The Republican party is racist, sexist, homophobic, anti-Other in every possible variation. Trump’s rallies are not racially inclusive, unless you define that as being able to find a black face in the crowd when you take out a magnifying glass. We know who Trump supporters are.
[ul]
[li]They Didn’t Go to College[/li][li]They Don’t Think They Have a Political Voice[/li][li]They Want to Wage an Interior War Against Outsiders[/li][li]They Live in Parts of the Country With Racial Resentment[/li][/ul]

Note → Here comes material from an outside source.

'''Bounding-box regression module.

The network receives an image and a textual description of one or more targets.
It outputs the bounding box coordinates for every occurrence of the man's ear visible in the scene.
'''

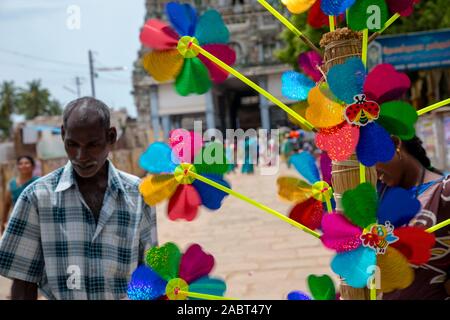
[108,127,117,145]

Your entire argument is that these people will vanish off the earth, possibly in the rapture, so that the Republicans will become more palatable to minorities who will, in the same type of miracle, acquire beliefs that will make them look like the vanished Trump voters.
Niels Bohr once said, “Prediction is very difficult, especially about the future.” The corollary is that it is very easy to make bad predictions about the future. Yours is very bad.
I didn’t see the Suspended under Hank Beecher’s name and just saw the thread in ATMB. My post stands, but I won’t make any more references to his posts while he’s gone.
It seems like we might be headed towards a very unhealthy, almost third world state, where poor and middle class whites control one party’s agenda, poor and middle class minorities control the other party’s agenda, and rich whites try to control both parties behind the scenes.
You think your average New Yorker is some sort of a politics junkie who follows Department of Labour economics statistics? Just because they aren’t Southern Baptist doesn’t mean they are some pseudo-intellectual either.
Why in the world is having the poor and middle class controlling everything–the people who make up the bulk of the citizenry–supposed to be a bad thing? It’s only the rich (the white part not being important) trying to control things that is the problem. Sure, when their interests are aligned with everyone else, that’s fine, but when they aren’t, they inherently hurt more people than they help.
And why would any of this be even remotely like a third world country? Most third world (in the modern sense) countries I can think of have the government completely controlled by the elites. That’s what we want to avoid.
Bernie Sanders’ movement has to be taken more seriously. Sanders has a core message that strike at the heart of fears that working class voters of all races have. Sanders voices a pessimism about American capitalism - not about capitalism per se but about what it has come to mean for the average person: profit taking at the top and flat wages and rising costs for everyone else. The Clintons have addressed these issues over the years, but they have also voiced support for the institutions responsible for maintaining the existing economic and political status quo. They have supported this world order more on the assumption that they need to in order to be able to introduce incremental changes.
The republican ‘movement’ is quite different. For one thing, there isn’t a clear movement. There’s plenty of ideology but I don’t think Trump is the face of it. He’s the face of a white socioeconomic and sociopolitical counter-insurgency. Christian conservatives might feel that Ted Cruz is a more authentic voice of religious conservatism. Libertarians might be inclined to believe that Scott Walker is most apt to carry the water for modern l’aissez faire economics. But these guys just aren’t winning. And they aren’t winning because the not-quite-majority but apparently not-so-insignificant number of paranoid whites in the republican party are willing to put those issues aside. The election of Barack Obama, long hoped to be the beginning of a post-racial America, has instead incited a tidal wave of fear among white conservatives that their America is being lost. 2016 is their Birth of a Nation moment. Trump is their white knight.